Hoje, depois de um período de recato em termos de comunicação, como é de norma neste tipo de situações, para não prejudicar o desfecho do caso e, portanto, a libertação dos dois agentes, as coisas estão mais claras. Sabe-se dos enormes esforços diplomáticos desenvolvidos pelas autoridades cabo-verdianas a fim de libertar os dois agentes, envolvendo uma rede muito grande de países, organizações internacionais como a ONU, a CEDEAO, a CPLP, de personalidades influentes.
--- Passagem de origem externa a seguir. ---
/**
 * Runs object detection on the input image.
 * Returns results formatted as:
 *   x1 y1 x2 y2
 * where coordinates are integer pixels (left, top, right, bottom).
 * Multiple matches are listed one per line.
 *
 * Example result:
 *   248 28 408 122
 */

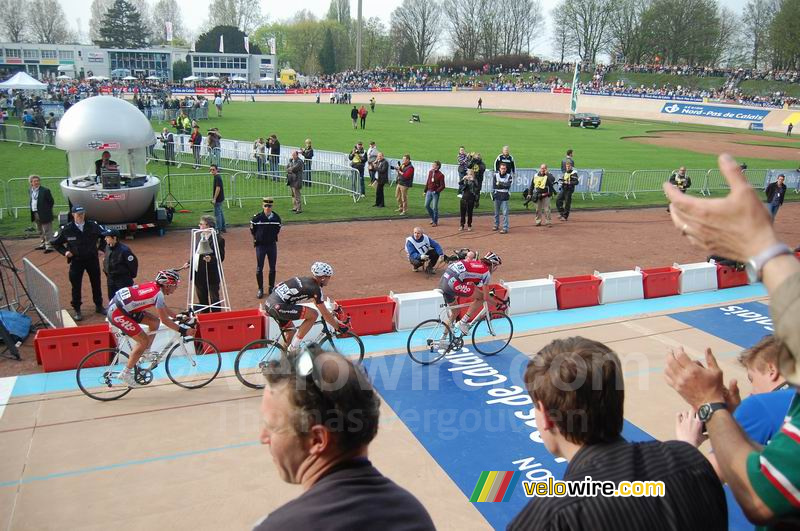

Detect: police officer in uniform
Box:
50 206 106 321
103 229 139 300
255 197 281 299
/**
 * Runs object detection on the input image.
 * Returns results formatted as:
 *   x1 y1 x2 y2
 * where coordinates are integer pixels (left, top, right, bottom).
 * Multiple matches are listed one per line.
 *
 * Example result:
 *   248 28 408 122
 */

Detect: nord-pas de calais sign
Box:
661 102 770 122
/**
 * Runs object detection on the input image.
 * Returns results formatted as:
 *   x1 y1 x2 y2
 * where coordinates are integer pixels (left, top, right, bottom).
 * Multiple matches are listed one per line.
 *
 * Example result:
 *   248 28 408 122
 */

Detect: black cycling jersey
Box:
266 277 323 305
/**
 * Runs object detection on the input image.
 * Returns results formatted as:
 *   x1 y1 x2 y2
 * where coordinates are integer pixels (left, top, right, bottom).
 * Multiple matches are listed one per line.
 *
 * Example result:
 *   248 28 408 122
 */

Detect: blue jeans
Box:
425 192 439 223
494 199 508 232
767 203 781 219
214 202 225 230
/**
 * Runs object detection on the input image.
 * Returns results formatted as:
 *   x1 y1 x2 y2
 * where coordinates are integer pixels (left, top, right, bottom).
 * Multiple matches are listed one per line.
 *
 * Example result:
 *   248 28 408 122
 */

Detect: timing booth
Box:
56 96 167 232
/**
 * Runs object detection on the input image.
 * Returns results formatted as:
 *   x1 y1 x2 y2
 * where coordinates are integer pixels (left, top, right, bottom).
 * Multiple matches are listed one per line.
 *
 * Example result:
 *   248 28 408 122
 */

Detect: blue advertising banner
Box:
364 346 652 529
670 302 773 348
661 103 770 122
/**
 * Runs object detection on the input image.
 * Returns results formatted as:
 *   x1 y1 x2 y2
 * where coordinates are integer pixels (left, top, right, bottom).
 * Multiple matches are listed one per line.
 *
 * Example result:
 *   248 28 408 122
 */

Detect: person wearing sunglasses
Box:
254 344 434 531
264 262 347 351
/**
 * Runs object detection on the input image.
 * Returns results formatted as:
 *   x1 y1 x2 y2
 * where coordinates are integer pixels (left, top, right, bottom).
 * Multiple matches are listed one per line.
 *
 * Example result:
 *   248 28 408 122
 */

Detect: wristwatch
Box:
744 243 792 284
697 402 728 423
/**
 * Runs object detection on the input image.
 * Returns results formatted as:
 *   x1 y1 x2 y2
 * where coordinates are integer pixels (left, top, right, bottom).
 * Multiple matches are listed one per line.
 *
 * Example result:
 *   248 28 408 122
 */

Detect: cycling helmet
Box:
482 251 503 267
156 269 181 286
311 262 333 277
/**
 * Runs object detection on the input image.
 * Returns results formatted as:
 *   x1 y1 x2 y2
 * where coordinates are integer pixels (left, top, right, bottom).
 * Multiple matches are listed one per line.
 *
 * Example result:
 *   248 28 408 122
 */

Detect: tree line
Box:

Sabe-se do apoio jurídico sem falha dado aos dois agentes, mas também do apoio psicológico e alimentar durante todo o período de cativeiro.
 
Longe da pressão e diante dos resultados do inquérito instaurado, pode-se aferir que os meandros que terão levado ao cativeiro dos agentes da DEF não se sustentam à luz do direito internacional, nem se justificavam à luz das relações (e dos procedimentos instalados) entre as repúblicas da Guiné-Bissau e Cabo Verde.
 
O acompanhamento da cidadã guineense, expatriada pela justiça cabo-verdiana, na sequência do cumprimento de pena por tráfico de droga e para materializar a sentença adicional de expulsão, pelos agentes policiais foi realizado nos termos da legalidade e da regularidade, não havendo no caso em apreço nenhum dado novo e extraordinário que pudessem, em boa-fé, melindrar os Serviços de Informação do Estado da Guiné-Bissau e induzissem a suspeitas de más práticas e irregularidades.
 
De acordo com as regras internacionais e a prática dos serviços, a pessoa foi escoltada até à fronteira do país de destino por dois agentes. E não se registou nada de anómalo, conforme o inquérito instaurado, não por pressão de alguma entidade interna, mas por prática policial inerente à natureza dos incidentes!
 
Por conseguinte, o Tribunal Militar Regional não conseguiu provar os factos sobre os quais os dois agentes eram acusados, nomeadamente crimes contra a Segurança Interna e Externa do Estado. Nessa altura, a Liga Guineense dos Direitos Humanos reagira a exigir a libertação imediata dos policiais cabo-verdianos. É que, conforme a LGDH, o Serviço de Informação e Segurança, não tinha motivo, nem competência legal para os deter, nem requerer a instrução de procedimentos criminais.
 
Diante de tal improcedência «jurídico-militar», estes foram remetidos ao Ministério Público que, segundo Salomé Santos e Franquelim Vieira, advogados contratados pelo Governo cabo-verdiano para defender os polícias, acabou por produzir um despacho no sentido de se arquivar o processo, já que não houve fundamentos para a detenção. As acusações de que tinham sido alvo caíram por terra.
 
Sendo procedimento de rotina, em nada justificando os 18 dias de cativeiro dos dois agentes de autoridade cabo-verdianos, a questão que se coloca terá que ver com os motivos não aparentes, para não dizer escusos, a fazerem despoletar acusações infundamentadas de espionagem dos agentes cabo-verdianos e a arbitrária detenção dos mesmos aquando seu regresso a Cabo Verde, facto que não só preocupou as autoridades cabo-verdianas, mas revoltou a opinião pública cabo-verdiana e guineense, que vira no acto uma desesperada tentativa política e extrajudicial de mostrar o «descontentamento» de certos ciclos do poder em Bissau em relação ao alinhamento de Cabo Verde no combate internacional contra o tráfico da droga e, também é bom dizê-lo, face à condenação inequívoca por parte de Cabo Verde do golpe de Estado ocorrido na Guiné-Bissau.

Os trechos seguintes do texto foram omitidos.